Largest market coalition is optimal under deterministic conditions.

The proposed algorithm effectively evaluates stable partitions with stochastic loads.

Uncertainty significantly influences local energy market partitioning decisions.

Abstract

Local energy markets empower prosumers to form coalitions for energy trading. However, the optimal partitioning of the distribution grid into such coalitions remains unclear, especially in constrained grids with stochastic production and consumption. This analysis must take into account the interests of both the grid operator and the constituent prosumers. In this work, we present a cooperative game theoretic framework to study distribution grid partitioning into local energy market coalitions under uncertain prosumption and grid constraints.
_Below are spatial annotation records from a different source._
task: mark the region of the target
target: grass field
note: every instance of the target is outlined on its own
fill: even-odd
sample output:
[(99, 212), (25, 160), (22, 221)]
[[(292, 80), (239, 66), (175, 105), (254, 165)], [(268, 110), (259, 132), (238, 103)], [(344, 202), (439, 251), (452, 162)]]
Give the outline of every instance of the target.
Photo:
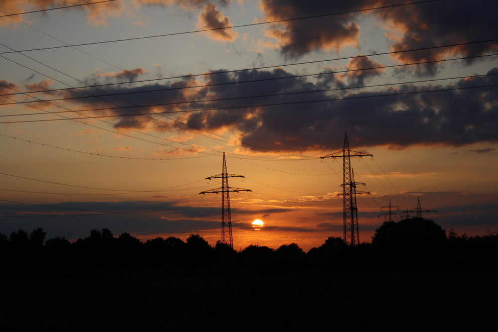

We formulate the optimal stable partitioning problem to balance the interests of the grid operator with that of prosumers. Under deterministic load and generation, we show that the largest market coalition is the optimal stable partition. For the case of stochastic loads and generation, we provide an algorithm to evaluate the optimal stable partition. Numerical experiments are performed on benchmark and real world distribution grids. Our results help in understanding how uncertainty affects local energy market partitioning decisions in constrained distribution grids.